Our ideas of a productive day might be different, but it’s undeniable that we, as a culture, love seeing results for our work. We like the politician who promises us they’ll get things done for us; projects and goals are only deemed successful if we achieve the end result; and we go to college so we can get a good paying job that will help us climb the corporate ladder. Nothing is wrong with these scenarios, but they’re all forms of our culture’s tendency to place a greater importance on “doing.”
“So, what do you do?”
When you meet someone for the first time, you might ask them, “So, what do you do?” We tend to identify someone by the things they do. We classify and place value on different occupations, salaries and outward talents and skills. Even our college education system has become more concerned with career goals than about the idea of what an educated person is.
Much of this mentality has to do with the American-grown philosophy of pragmatism. There is a large breadth to this philosophy, but I’m using it in the sense of practicality. To be pragmatic means that the practicality of ideas, policies and proposals is the only criteria of merit and is what makes a principle usable. I’m a practical person, and I know there’s nothing wrong with that, but pragmatism can’t be the only measurement of worth and value that we use.
In The Consequences of Ideas, R.C. Sproul tells a story about attending parents’ night at his daughter’s public school. The principal explained the school’s philosophy of education by detailing the daily schedule. He explained the educational purpose behind every activity, even assembling puzzles. When he asked if anyone had any questions, Sproul asked, “Why did you select the particular purposes you have chosen? What is the ultimate purpose you use to decide which particular purposes you select? In other words, what kind of child are you trying to produce and why?” Sproul sums it up like this, “There were purposes without purpose, truth without truth.”
What’s the purpose behind my doing?
Sproul’s question about his daughter’s education helps us ask ourselves, “What is behind all my ‘doing’?” All the activity, work, lists, all that has to get done must have a greater purpose. Jesus answers this well in Luke 10:38-42 when Martha “was distracted with much serving,” and Jesus tells her that her sister Mary “has chosen the good portion.” Martha was busy with “doing,” while Mary was content with “being.”
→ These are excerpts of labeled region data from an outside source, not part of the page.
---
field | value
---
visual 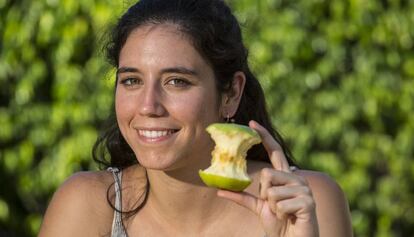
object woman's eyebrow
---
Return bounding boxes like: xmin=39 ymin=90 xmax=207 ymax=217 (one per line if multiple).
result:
xmin=161 ymin=67 xmax=198 ymax=76
xmin=116 ymin=67 xmax=140 ymax=75
xmin=116 ymin=67 xmax=198 ymax=76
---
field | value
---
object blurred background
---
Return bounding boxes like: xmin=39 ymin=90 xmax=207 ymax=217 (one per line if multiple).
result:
xmin=0 ymin=0 xmax=414 ymax=237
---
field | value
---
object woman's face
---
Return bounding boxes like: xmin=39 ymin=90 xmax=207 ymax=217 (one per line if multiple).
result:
xmin=115 ymin=25 xmax=220 ymax=170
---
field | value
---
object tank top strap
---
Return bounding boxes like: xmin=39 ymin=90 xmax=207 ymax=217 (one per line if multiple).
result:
xmin=107 ymin=167 xmax=127 ymax=237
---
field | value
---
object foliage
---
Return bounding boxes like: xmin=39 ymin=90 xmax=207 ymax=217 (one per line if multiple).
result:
xmin=0 ymin=0 xmax=414 ymax=237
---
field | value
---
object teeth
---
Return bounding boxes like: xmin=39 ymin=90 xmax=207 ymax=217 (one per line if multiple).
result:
xmin=139 ymin=130 xmax=173 ymax=138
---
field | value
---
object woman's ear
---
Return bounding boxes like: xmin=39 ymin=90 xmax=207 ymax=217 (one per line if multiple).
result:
xmin=221 ymin=71 xmax=246 ymax=118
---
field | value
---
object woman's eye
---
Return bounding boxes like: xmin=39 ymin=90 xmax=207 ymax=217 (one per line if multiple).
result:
xmin=167 ymin=78 xmax=190 ymax=87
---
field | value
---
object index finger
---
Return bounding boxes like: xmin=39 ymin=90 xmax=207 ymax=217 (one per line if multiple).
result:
xmin=249 ymin=120 xmax=291 ymax=173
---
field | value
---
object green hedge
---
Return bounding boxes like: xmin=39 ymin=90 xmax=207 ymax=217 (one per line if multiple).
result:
xmin=0 ymin=0 xmax=414 ymax=237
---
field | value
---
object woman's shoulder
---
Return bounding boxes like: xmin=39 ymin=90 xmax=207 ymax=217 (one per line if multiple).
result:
xmin=39 ymin=171 xmax=114 ymax=236
xmin=246 ymin=162 xmax=352 ymax=236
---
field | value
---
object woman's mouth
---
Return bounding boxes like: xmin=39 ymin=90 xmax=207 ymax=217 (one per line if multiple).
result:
xmin=138 ymin=129 xmax=178 ymax=142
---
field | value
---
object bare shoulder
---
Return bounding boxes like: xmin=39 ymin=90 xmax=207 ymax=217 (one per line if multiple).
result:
xmin=39 ymin=171 xmax=113 ymax=236
xmin=246 ymin=161 xmax=353 ymax=237
xmin=295 ymin=170 xmax=353 ymax=237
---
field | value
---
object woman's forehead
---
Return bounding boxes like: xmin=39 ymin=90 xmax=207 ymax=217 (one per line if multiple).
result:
xmin=119 ymin=24 xmax=208 ymax=72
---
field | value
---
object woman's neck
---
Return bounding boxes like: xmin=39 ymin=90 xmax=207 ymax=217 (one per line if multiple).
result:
xmin=146 ymin=166 xmax=231 ymax=233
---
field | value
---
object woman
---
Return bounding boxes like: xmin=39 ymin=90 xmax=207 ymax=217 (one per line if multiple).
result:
xmin=40 ymin=0 xmax=352 ymax=237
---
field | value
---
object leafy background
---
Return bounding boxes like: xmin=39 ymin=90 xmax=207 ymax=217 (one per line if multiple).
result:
xmin=0 ymin=0 xmax=414 ymax=237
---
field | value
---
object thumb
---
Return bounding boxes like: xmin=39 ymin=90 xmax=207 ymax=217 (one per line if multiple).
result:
xmin=217 ymin=189 xmax=259 ymax=214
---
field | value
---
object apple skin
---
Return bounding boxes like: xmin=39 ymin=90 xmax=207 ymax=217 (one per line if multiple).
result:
xmin=198 ymin=170 xmax=252 ymax=192
xmin=198 ymin=123 xmax=261 ymax=192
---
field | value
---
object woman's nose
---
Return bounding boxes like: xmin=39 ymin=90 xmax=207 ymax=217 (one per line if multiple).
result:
xmin=139 ymin=85 xmax=166 ymax=117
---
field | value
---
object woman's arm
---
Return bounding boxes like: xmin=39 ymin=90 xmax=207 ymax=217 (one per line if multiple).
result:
xmin=39 ymin=172 xmax=113 ymax=237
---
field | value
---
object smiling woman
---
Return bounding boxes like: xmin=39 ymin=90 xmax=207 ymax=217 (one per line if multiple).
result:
xmin=40 ymin=0 xmax=352 ymax=237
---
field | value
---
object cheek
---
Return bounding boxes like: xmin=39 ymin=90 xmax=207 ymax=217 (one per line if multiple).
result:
xmin=171 ymin=92 xmax=219 ymax=124
xmin=115 ymin=89 xmax=133 ymax=127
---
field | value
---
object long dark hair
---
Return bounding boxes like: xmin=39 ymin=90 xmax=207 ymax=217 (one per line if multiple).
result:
xmin=93 ymin=0 xmax=294 ymax=169
xmin=93 ymin=0 xmax=294 ymax=226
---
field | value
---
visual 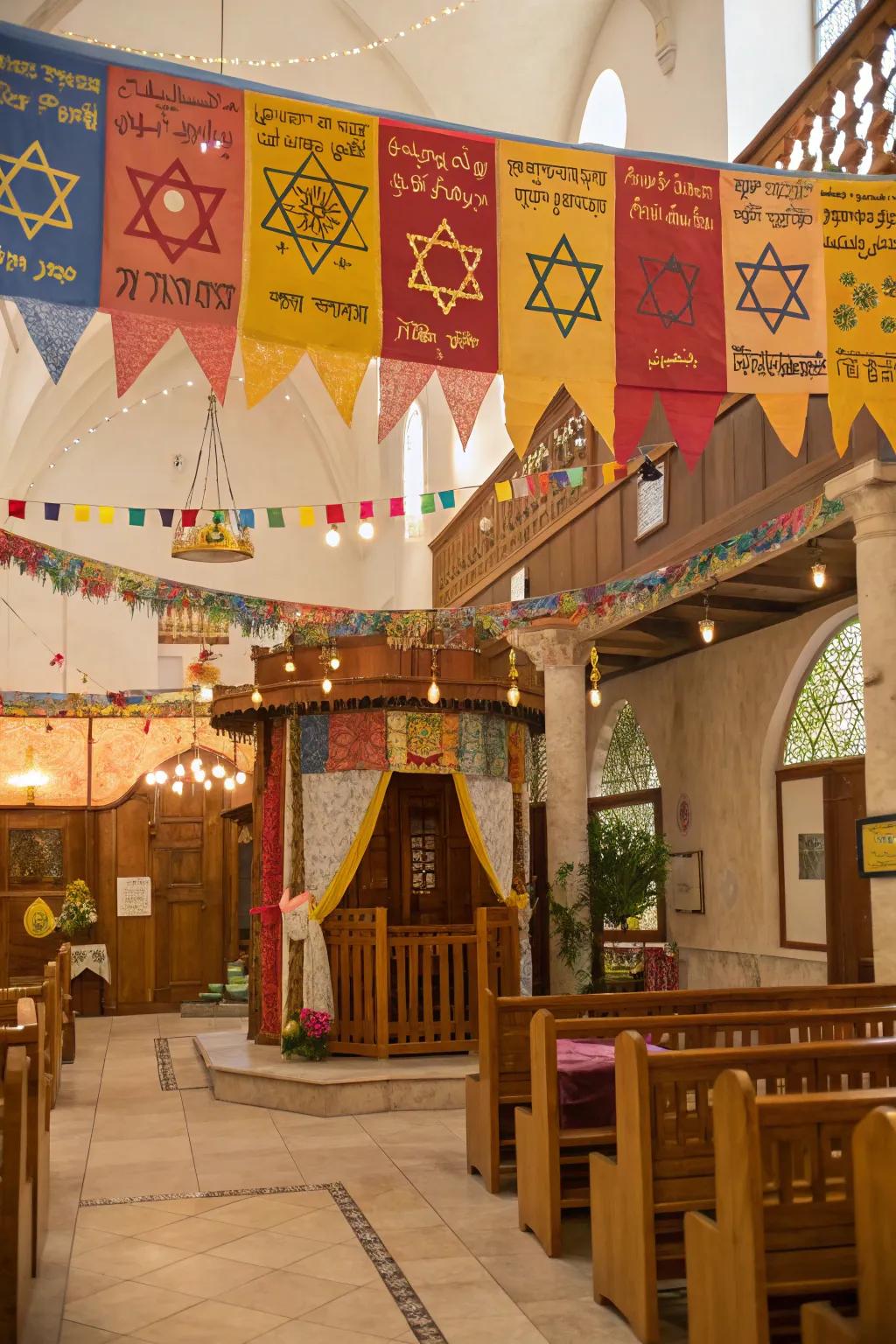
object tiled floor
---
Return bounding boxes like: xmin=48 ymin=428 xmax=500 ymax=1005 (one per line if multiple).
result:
xmin=25 ymin=1015 xmax=685 ymax=1344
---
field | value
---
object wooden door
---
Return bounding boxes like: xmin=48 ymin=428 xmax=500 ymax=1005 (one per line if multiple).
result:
xmin=823 ymin=760 xmax=874 ymax=984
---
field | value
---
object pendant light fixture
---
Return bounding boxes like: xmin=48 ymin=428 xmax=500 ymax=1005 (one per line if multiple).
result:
xmin=588 ymin=644 xmax=600 ymax=710
xmin=171 ymin=393 xmax=256 ymax=564
xmin=508 ymin=649 xmax=520 ymax=710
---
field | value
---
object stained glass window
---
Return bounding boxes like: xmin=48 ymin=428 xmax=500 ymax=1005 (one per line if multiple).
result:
xmin=785 ymin=621 xmax=865 ymax=765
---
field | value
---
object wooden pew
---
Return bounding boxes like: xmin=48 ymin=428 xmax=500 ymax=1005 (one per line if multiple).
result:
xmin=466 ymin=984 xmax=896 ymax=1195
xmin=802 ymin=1106 xmax=896 ymax=1344
xmin=0 ymin=1046 xmax=32 ymax=1344
xmin=516 ymin=1005 xmax=896 ymax=1256
xmin=590 ymin=1032 xmax=896 ymax=1344
xmin=0 ymin=998 xmax=50 ymax=1274
xmin=685 ymin=1070 xmax=896 ymax=1344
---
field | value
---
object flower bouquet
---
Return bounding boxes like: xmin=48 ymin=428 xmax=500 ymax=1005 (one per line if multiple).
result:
xmin=56 ymin=878 xmax=97 ymax=938
xmin=281 ymin=1008 xmax=333 ymax=1060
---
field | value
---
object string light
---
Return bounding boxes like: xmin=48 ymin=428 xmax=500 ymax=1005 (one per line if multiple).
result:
xmin=63 ymin=0 xmax=477 ymax=67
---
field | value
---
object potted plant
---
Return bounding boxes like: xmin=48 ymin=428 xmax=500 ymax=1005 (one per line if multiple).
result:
xmin=56 ymin=878 xmax=97 ymax=941
xmin=550 ymin=812 xmax=669 ymax=993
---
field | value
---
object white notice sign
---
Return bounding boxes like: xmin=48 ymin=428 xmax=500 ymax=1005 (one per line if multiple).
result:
xmin=118 ymin=878 xmax=151 ymax=915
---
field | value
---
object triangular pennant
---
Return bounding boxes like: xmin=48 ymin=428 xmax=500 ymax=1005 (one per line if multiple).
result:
xmin=612 ymin=387 xmax=653 ymax=462
xmin=756 ymin=393 xmax=808 ymax=457
xmin=16 ymin=298 xmax=97 ymax=383
xmin=308 ymin=349 xmax=371 ymax=426
xmin=376 ymin=359 xmax=435 ymax=444
xmin=660 ymin=391 xmax=724 ymax=472
xmin=504 ymin=374 xmax=557 ymax=458
xmin=239 ymin=334 xmax=304 ymax=410
xmin=438 ymin=368 xmax=494 ymax=447
xmin=110 ymin=313 xmax=178 ymax=396
xmin=180 ymin=323 xmax=236 ymax=403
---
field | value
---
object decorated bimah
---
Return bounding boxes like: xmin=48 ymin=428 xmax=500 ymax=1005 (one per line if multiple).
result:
xmin=0 ymin=24 xmax=896 ymax=466
xmin=213 ymin=637 xmax=542 ymax=1055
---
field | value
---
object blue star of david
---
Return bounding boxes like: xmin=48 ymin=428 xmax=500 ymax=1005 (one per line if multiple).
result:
xmin=735 ymin=243 xmax=808 ymax=333
xmin=637 ymin=253 xmax=700 ymax=326
xmin=525 ymin=234 xmax=603 ymax=340
xmin=261 ymin=153 xmax=368 ymax=276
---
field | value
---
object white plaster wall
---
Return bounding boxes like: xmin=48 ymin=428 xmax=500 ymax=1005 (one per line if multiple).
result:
xmin=587 ymin=602 xmax=854 ymax=986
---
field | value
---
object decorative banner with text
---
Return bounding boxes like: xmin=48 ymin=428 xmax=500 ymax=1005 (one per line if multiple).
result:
xmin=499 ymin=140 xmax=615 ymax=456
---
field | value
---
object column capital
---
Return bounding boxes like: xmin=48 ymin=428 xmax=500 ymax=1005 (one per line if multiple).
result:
xmin=508 ymin=625 xmax=590 ymax=672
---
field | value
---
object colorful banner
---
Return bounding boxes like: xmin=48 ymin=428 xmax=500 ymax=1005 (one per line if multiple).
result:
xmin=242 ymin=93 xmax=380 ymax=419
xmin=819 ymin=178 xmax=896 ymax=456
xmin=0 ymin=28 xmax=106 ymax=339
xmin=499 ymin=140 xmax=615 ymax=457
xmin=718 ymin=170 xmax=828 ymax=453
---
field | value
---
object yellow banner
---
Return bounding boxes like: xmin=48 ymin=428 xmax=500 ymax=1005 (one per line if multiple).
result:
xmin=819 ymin=178 xmax=896 ymax=456
xmin=499 ymin=141 xmax=615 ymax=454
xmin=241 ymin=93 xmax=382 ymax=359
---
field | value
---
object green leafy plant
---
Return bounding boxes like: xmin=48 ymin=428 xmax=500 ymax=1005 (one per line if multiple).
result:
xmin=550 ymin=812 xmax=669 ymax=993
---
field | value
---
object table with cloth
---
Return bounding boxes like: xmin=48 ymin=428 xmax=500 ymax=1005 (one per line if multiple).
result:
xmin=557 ymin=1039 xmax=662 ymax=1129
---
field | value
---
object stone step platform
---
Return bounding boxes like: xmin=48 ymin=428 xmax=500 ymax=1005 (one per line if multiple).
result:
xmin=196 ymin=1031 xmax=479 ymax=1116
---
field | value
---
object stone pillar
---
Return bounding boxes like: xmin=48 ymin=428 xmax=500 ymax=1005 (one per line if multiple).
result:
xmin=512 ymin=627 xmax=590 ymax=993
xmin=825 ymin=461 xmax=896 ymax=984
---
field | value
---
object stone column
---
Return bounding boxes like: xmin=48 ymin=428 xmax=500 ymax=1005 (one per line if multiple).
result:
xmin=825 ymin=461 xmax=896 ymax=984
xmin=512 ymin=626 xmax=590 ymax=993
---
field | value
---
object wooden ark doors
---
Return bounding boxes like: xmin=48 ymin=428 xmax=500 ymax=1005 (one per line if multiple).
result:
xmin=344 ymin=773 xmax=494 ymax=925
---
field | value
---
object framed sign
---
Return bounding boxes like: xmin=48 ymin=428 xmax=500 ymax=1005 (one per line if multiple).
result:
xmin=634 ymin=462 xmax=669 ymax=542
xmin=666 ymin=850 xmax=707 ymax=915
xmin=856 ymin=812 xmax=896 ymax=878
xmin=118 ymin=878 xmax=151 ymax=918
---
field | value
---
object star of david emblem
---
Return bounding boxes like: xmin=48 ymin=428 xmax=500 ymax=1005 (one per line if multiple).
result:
xmin=407 ymin=219 xmax=482 ymax=313
xmin=637 ymin=253 xmax=700 ymax=326
xmin=123 ymin=158 xmax=224 ymax=262
xmin=735 ymin=243 xmax=808 ymax=333
xmin=0 ymin=140 xmax=80 ymax=239
xmin=525 ymin=234 xmax=603 ymax=340
xmin=261 ymin=152 xmax=368 ymax=276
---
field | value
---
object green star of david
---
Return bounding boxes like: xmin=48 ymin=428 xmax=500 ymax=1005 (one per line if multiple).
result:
xmin=261 ymin=153 xmax=368 ymax=276
xmin=525 ymin=234 xmax=603 ymax=340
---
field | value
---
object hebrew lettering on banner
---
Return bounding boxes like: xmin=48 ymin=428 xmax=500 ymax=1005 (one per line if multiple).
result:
xmin=101 ymin=66 xmax=244 ymax=326
xmin=0 ymin=31 xmax=106 ymax=309
xmin=819 ymin=178 xmax=896 ymax=454
xmin=499 ymin=140 xmax=615 ymax=456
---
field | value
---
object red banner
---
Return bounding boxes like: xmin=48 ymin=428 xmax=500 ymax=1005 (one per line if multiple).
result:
xmin=615 ymin=155 xmax=727 ymax=393
xmin=100 ymin=66 xmax=244 ymax=326
xmin=379 ymin=121 xmax=499 ymax=374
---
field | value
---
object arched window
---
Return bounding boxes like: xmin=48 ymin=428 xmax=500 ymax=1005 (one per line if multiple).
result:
xmin=588 ymin=702 xmax=665 ymax=938
xmin=402 ymin=402 xmax=424 ymax=539
xmin=783 ymin=621 xmax=865 ymax=765
xmin=579 ymin=70 xmax=628 ymax=149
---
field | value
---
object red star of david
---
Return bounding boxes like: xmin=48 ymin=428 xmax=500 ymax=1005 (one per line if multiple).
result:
xmin=125 ymin=158 xmax=224 ymax=262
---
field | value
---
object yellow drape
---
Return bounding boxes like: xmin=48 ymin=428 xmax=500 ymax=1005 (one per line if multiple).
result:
xmin=454 ymin=773 xmax=507 ymax=900
xmin=311 ymin=770 xmax=389 ymax=920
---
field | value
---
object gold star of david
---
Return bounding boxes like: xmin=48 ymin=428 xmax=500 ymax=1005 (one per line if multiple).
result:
xmin=0 ymin=140 xmax=80 ymax=238
xmin=407 ymin=219 xmax=482 ymax=313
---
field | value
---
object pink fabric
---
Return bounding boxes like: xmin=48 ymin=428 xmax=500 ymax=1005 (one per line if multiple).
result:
xmin=557 ymin=1040 xmax=662 ymax=1129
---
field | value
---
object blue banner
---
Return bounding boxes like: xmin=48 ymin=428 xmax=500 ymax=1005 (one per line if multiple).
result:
xmin=0 ymin=32 xmax=106 ymax=309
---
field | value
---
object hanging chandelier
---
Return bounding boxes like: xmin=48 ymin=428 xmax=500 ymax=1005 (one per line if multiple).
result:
xmin=171 ymin=393 xmax=256 ymax=564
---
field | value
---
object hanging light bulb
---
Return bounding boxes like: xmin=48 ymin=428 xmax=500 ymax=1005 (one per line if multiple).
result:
xmin=588 ymin=644 xmax=600 ymax=710
xmin=697 ymin=597 xmax=716 ymax=644
xmin=508 ymin=649 xmax=520 ymax=710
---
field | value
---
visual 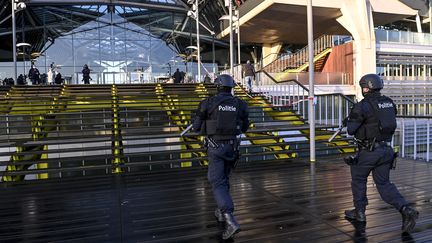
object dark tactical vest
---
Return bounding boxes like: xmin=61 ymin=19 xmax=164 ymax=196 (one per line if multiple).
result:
xmin=205 ymin=96 xmax=241 ymax=137
xmin=356 ymin=95 xmax=397 ymax=141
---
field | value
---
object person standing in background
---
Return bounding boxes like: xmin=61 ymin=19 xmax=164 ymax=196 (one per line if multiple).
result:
xmin=242 ymin=60 xmax=255 ymax=92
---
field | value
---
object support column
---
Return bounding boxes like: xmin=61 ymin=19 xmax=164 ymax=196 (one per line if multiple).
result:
xmin=337 ymin=0 xmax=376 ymax=99
xmin=262 ymin=42 xmax=282 ymax=67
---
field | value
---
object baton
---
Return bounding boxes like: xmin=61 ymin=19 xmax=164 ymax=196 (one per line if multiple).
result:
xmin=328 ymin=126 xmax=344 ymax=142
xmin=180 ymin=124 xmax=193 ymax=137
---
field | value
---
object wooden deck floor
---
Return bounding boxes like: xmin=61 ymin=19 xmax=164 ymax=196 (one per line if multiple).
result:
xmin=0 ymin=157 xmax=432 ymax=243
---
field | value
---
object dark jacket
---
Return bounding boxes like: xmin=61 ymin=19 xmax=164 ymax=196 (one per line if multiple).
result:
xmin=346 ymin=92 xmax=397 ymax=142
xmin=193 ymin=92 xmax=249 ymax=137
xmin=243 ymin=63 xmax=255 ymax=78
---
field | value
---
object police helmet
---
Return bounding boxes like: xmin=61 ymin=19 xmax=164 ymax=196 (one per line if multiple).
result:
xmin=359 ymin=73 xmax=384 ymax=90
xmin=215 ymin=74 xmax=235 ymax=88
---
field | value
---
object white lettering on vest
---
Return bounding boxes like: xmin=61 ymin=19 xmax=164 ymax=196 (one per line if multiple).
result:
xmin=378 ymin=103 xmax=393 ymax=109
xmin=218 ymin=105 xmax=237 ymax=111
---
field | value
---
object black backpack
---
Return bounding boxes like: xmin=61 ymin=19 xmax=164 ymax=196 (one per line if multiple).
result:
xmin=206 ymin=97 xmax=241 ymax=135
xmin=366 ymin=95 xmax=397 ymax=141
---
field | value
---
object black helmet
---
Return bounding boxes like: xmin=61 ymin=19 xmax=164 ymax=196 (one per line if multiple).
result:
xmin=215 ymin=74 xmax=235 ymax=88
xmin=359 ymin=73 xmax=384 ymax=90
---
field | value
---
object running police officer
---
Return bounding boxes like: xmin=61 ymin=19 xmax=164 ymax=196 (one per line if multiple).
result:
xmin=343 ymin=74 xmax=419 ymax=233
xmin=193 ymin=74 xmax=249 ymax=240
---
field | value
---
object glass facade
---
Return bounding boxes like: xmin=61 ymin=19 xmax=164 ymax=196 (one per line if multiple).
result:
xmin=0 ymin=6 xmax=217 ymax=84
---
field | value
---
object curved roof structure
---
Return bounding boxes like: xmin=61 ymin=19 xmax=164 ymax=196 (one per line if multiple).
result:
xmin=0 ymin=0 xmax=230 ymax=61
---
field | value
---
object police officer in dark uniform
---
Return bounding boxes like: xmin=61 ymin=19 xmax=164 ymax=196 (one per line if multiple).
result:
xmin=81 ymin=64 xmax=91 ymax=84
xmin=193 ymin=74 xmax=249 ymax=240
xmin=343 ymin=74 xmax=419 ymax=233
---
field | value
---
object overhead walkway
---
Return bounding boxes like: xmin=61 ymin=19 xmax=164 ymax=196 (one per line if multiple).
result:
xmin=0 ymin=156 xmax=432 ymax=243
xmin=263 ymin=35 xmax=334 ymax=73
xmin=0 ymin=84 xmax=353 ymax=181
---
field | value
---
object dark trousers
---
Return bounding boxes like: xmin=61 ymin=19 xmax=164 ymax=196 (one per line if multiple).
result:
xmin=83 ymin=77 xmax=90 ymax=84
xmin=207 ymin=143 xmax=234 ymax=213
xmin=351 ymin=146 xmax=407 ymax=210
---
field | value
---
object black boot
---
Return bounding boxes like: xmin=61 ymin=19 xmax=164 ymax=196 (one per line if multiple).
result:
xmin=215 ymin=208 xmax=225 ymax=223
xmin=400 ymin=205 xmax=419 ymax=233
xmin=345 ymin=209 xmax=366 ymax=222
xmin=222 ymin=213 xmax=240 ymax=240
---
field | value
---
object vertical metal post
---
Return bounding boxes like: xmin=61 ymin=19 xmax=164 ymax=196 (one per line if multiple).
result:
xmin=307 ymin=0 xmax=315 ymax=162
xmin=429 ymin=1 xmax=432 ymax=33
xmin=195 ymin=0 xmax=201 ymax=83
xmin=71 ymin=32 xmax=78 ymax=84
xmin=228 ymin=1 xmax=234 ymax=75
xmin=212 ymin=35 xmax=216 ymax=74
xmin=235 ymin=9 xmax=241 ymax=65
xmin=11 ymin=0 xmax=18 ymax=85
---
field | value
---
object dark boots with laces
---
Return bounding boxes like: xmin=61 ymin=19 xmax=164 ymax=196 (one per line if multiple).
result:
xmin=400 ymin=205 xmax=419 ymax=233
xmin=215 ymin=208 xmax=225 ymax=223
xmin=222 ymin=213 xmax=240 ymax=240
xmin=345 ymin=209 xmax=366 ymax=222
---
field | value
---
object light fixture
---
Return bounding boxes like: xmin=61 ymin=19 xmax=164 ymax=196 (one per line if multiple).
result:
xmin=17 ymin=42 xmax=31 ymax=47
xmin=186 ymin=46 xmax=198 ymax=50
xmin=219 ymin=15 xmax=238 ymax=21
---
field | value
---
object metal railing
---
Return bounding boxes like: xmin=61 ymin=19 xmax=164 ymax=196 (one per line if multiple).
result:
xmin=393 ymin=116 xmax=432 ymax=162
xmin=382 ymin=76 xmax=432 ymax=116
xmin=375 ymin=29 xmax=432 ymax=45
xmin=257 ymin=35 xmax=351 ymax=72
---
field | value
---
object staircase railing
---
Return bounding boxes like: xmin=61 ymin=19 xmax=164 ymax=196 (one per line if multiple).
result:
xmin=0 ymin=84 xmax=352 ymax=180
xmin=381 ymin=76 xmax=432 ymax=116
xmin=393 ymin=116 xmax=432 ymax=162
xmin=257 ymin=35 xmax=351 ymax=72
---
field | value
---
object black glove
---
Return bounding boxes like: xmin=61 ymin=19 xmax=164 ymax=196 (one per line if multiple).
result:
xmin=342 ymin=116 xmax=349 ymax=127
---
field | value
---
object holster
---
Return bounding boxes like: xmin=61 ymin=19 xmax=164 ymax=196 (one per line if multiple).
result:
xmin=391 ymin=152 xmax=399 ymax=170
xmin=232 ymin=138 xmax=241 ymax=169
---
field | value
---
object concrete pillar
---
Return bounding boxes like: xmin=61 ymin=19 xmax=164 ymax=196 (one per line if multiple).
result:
xmin=262 ymin=42 xmax=282 ymax=67
xmin=337 ymin=0 xmax=376 ymax=99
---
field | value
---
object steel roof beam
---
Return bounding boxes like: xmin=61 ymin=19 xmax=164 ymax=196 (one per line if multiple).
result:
xmin=26 ymin=0 xmax=188 ymax=13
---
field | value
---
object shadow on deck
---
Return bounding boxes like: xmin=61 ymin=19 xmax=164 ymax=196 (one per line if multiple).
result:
xmin=0 ymin=157 xmax=432 ymax=243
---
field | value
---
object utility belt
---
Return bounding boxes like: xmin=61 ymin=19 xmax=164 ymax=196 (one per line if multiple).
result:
xmin=357 ymin=139 xmax=391 ymax=151
xmin=204 ymin=137 xmax=240 ymax=150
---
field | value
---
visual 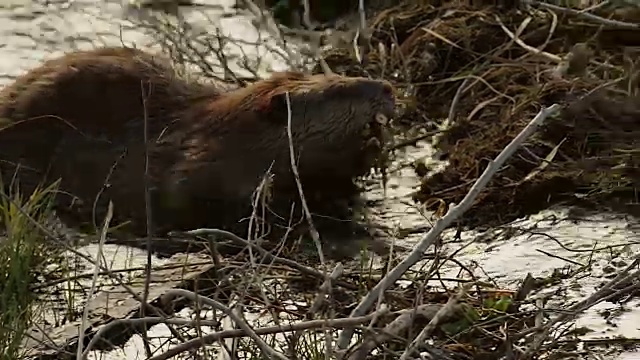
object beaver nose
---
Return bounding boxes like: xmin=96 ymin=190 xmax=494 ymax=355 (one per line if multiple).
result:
xmin=360 ymin=80 xmax=394 ymax=100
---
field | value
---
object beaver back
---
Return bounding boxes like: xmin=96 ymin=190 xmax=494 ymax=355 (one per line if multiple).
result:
xmin=0 ymin=48 xmax=394 ymax=239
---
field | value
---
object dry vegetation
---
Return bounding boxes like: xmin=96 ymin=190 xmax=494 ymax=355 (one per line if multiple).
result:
xmin=0 ymin=1 xmax=640 ymax=360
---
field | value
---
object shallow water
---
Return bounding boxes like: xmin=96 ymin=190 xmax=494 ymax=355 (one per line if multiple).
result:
xmin=0 ymin=0 xmax=640 ymax=360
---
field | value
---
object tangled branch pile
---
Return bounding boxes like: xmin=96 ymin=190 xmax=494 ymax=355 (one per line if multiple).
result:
xmin=325 ymin=1 xmax=640 ymax=226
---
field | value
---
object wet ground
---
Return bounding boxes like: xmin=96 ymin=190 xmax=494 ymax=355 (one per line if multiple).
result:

By “being,” I don’t mean our culture’s version, which stems more from New Age philosophies. Instead, I’m referring to who God has made us at our very core. He has made us for himself. Mary was keyed into this as she sat at Jesus’ feet. Mary cared more about the kind of person she wanted to be, rather than all the things she had to do. Like Sproul said, all of our purposes need a larger purpose. Mary knew that larger purpose.
SEE ALSO: Why There’s Nothing Wrong with Ambition
In a culture that places a greater emphasis on doing over being, it’s important that we value who we are becoming. All of our doing must flow out of our being in Christ. But we usually care more about the end than the means. The measure of our worth and value must not ultimately be about what we’ve accomplished, but about character, integrity, humility and growth in godliness. God cares about our final end, but he knows the only way we’ll get there is through his means of shaping and molding us into the likeness of Christ.
The means of our work are of utmost importance to God, because it shows the true character of a person. For example, I love getting things done so much that sometimes I’ll get angry at my family if they get in the way, I’ll become anxious like Martha, or I’ll have bad attitudes along the way. I might get everything done, but I’ve shown who I really am in the process and have not glorified God in my work. God uses the means to show us our true selves and our need of him in order to make us who he wants us to be.
In her blog post titled, Doing Vs. Being, in the Huffington Post, Mary Pritchard says this: “Society praises those who do: It’s more about what you accomplish than who you are as a person.” Jesus’ response is, “What will it profit a man if he gains the whole world [accomplishes everything] and forfeits his soul?” (Matt. 16:26).
We can do all we want, even good things, but when we skip over our heart, soul and mind in the process, our actions become worthless. Our “doing” must come out of who we are in Christ. And when this is in place, we can say with the psalmist, “Let the favor of the Lord our God be upon us, and establish the work of our hands upon us; yes, establish the work of our hands” (Psa. 90:17).